Un dilemme que le monde du rallye refuse de trancher
Posons la question crûment. Que devait faire Cédric Delage ? Continuer la course, laisser une femme blessée au bord de la route, et espérer que les commissaires de piste gèrent la situation ? C’est techniquement ce que le règlement attendait de lui. En rallye, ce sont les commissaires et les secours présents sur la spéciale qui doivent intervenir, pas les pilotes.
Sauf que dans la réalité, quand vous venez de percuter quelqu’un avec votre voiture, l’instinct humain ne consulte pas le règlement de la FFSA avant d’agir. Delage a fait ce que n’importe quel être humain normalement constitué aurait fait. Et il a été sanctionné pour ça.

Le cas rappelle d’autres situations où le sport automobile se retrouve confronté à ses propres contradictions. On pense à Romain Grosjean percuté à 320 km/h ou aux drames survenus lors de rallyes à l’étranger. À chaque fois, la même tension entre protocole et humanité refait surface.
La question de la sécurité des spectateurs reste ouverte
Au-delà de la disqualification de Delage, cet accident met en lumière un problème récurrent : la présence de spectateurs dans des zones à risque. Béatrice était assise sur une chaise, au bord de la route, dans une échappatoire où se trouvaient une quinzaine d’autres personnes. En théorie, ces zones sont censées permettre aux voitures de sortir de piste en sécurité. En pratique, elles deviennent parfois des tribunes improvisées.

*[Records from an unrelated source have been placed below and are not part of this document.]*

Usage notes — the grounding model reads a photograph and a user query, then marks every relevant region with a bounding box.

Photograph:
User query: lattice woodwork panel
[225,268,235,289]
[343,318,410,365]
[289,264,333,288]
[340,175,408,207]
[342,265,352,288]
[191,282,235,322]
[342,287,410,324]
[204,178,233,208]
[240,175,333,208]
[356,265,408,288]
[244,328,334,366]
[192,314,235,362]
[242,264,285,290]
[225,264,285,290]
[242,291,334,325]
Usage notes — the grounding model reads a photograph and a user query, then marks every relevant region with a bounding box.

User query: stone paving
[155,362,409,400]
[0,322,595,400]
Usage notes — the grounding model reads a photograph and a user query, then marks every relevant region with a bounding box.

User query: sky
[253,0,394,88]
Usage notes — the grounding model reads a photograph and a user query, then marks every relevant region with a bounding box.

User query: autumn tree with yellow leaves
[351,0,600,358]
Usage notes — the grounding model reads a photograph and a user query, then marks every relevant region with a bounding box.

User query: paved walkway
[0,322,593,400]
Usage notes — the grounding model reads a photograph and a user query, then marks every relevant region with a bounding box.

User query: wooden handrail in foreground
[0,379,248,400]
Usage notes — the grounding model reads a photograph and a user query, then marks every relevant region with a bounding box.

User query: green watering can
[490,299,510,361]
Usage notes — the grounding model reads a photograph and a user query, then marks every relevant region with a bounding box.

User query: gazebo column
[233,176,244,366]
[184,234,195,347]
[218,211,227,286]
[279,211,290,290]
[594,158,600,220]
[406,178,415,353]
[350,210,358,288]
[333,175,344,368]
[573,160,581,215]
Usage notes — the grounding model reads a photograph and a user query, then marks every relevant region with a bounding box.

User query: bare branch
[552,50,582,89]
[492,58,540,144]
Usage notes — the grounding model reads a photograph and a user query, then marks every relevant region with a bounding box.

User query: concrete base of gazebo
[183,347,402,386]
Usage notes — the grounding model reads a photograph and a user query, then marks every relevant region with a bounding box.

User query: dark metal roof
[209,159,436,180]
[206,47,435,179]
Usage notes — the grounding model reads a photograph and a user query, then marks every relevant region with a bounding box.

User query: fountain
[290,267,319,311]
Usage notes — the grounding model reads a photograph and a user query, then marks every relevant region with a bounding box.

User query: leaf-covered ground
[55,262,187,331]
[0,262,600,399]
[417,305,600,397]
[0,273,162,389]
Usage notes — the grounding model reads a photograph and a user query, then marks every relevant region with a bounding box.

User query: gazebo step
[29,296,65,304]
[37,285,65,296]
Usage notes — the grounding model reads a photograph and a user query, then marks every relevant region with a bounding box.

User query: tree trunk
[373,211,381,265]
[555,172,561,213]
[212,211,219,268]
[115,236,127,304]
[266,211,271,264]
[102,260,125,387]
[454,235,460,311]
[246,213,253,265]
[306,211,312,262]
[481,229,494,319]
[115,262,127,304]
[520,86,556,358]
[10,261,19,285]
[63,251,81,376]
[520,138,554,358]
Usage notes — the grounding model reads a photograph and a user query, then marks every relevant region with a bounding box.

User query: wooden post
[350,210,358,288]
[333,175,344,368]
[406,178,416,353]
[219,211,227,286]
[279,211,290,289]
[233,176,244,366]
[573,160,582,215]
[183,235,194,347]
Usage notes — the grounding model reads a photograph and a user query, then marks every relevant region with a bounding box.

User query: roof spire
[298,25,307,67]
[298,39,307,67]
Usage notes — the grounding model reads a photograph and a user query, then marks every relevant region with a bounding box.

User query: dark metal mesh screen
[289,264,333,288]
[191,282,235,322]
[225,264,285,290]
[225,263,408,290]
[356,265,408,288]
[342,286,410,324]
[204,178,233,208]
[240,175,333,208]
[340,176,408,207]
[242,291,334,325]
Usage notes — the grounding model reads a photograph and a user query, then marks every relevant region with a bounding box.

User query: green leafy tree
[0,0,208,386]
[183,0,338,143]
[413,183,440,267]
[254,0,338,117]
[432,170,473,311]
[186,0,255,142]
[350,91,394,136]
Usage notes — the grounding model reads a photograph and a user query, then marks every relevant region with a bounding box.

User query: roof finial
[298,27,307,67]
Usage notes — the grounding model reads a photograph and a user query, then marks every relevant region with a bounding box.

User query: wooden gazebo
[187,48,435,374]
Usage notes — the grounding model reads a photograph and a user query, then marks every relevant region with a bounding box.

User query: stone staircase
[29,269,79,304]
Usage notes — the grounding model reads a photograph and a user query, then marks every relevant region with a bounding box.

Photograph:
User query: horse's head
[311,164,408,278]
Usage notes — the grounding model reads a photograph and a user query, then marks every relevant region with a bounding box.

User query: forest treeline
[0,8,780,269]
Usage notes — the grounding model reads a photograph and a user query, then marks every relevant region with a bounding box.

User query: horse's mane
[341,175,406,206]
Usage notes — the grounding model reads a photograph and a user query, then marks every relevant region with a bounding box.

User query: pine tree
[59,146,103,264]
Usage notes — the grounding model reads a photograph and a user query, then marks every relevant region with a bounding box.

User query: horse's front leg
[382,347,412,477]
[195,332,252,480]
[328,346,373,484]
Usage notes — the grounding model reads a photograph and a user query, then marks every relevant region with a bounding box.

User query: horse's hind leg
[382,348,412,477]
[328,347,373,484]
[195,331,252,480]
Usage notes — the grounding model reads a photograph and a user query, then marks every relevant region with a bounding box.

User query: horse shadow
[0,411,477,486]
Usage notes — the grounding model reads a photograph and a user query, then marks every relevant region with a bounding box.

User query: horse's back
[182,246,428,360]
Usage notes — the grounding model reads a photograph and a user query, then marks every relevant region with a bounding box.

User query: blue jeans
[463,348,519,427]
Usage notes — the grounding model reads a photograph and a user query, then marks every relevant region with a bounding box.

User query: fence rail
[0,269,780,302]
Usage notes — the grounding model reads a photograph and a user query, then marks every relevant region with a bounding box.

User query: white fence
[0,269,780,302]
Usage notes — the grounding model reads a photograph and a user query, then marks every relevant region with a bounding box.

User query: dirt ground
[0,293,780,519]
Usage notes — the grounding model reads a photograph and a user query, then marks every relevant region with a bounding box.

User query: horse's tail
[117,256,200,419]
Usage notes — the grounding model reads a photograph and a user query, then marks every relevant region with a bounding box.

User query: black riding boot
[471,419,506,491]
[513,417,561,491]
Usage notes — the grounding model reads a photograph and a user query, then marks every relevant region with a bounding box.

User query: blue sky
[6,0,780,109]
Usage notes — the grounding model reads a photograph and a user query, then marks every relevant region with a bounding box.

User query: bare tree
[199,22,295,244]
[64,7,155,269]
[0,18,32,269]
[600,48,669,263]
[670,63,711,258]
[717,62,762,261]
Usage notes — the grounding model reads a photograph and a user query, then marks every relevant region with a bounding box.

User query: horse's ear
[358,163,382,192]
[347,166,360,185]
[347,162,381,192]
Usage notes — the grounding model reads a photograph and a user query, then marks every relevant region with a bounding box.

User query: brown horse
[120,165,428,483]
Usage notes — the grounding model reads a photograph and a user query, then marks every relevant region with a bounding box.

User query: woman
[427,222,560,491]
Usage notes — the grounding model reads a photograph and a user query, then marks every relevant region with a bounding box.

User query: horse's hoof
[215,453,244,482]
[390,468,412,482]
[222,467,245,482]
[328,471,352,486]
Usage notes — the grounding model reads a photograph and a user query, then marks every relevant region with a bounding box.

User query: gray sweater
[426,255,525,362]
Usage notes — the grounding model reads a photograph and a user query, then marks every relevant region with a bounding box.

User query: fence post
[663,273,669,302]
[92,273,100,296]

Les accidents impliquant des spectateurs lors de compétitions automobiles ne sont malheureusement pas rares. On se souvient de ce Monster Truck qui avait foncé dans la foule en Colombie, ou de Jos Verstappen finissant sur le toit en Belgique. Le format même du rallye, avec des routes ouvertes bordées de spectateurs, crée un risque structurel que des barrières et des commissaires ne peuvent pas totalement éliminer.
L’organisation du Val d’Agout a confirmé que l’état de Béatrice n’inspirait pas d’inquiétude. Tant mieux. Mais la prochaine fois, le bilan pourrait être tout autre. Et ce jour-là, on ne parlera plus de savoir si le pilote aurait dû s’arrêter ou non — on se demandera pourquoi des spectateurs étaient assis sur des chaises dans une échappatoire.
Cédric Delage ne regrette rien
Ce qui frappe dans cette histoire, c’est la dignité de tous les protagonistes. Béatrice remercie son « agresseur involontaire » pour être resté à ses côtés. Cédric Delage accepte sa sanction sans broncher, tout en sachant qu’il referait exactement la même chose. L’organisation applique son règlement sans jubiler. Personne n’est le méchant de l’histoire.
Mais le système, lui, a un problème. Quand un règlement punit un pilote pour avoir fait preuve d’humanité, ce n’est pas le pilote qui devrait être remis en question. C’est le règlement. Tant que la FFSA n’introduira pas une clause d’exception pour les cas où un équipage s’arrête pour porter secours à une personne qu’il a lui-même percutée, cette situation se reproduira.
Cédric Delage a perdu sa course. Il a gagné autre chose. Et Béatrice, de son lit d’hôpital, sait exactement quel genre de personne l’a percutée ce jour-là dans le Tarn : le genre qui ne vous laisse pas au bord de la route.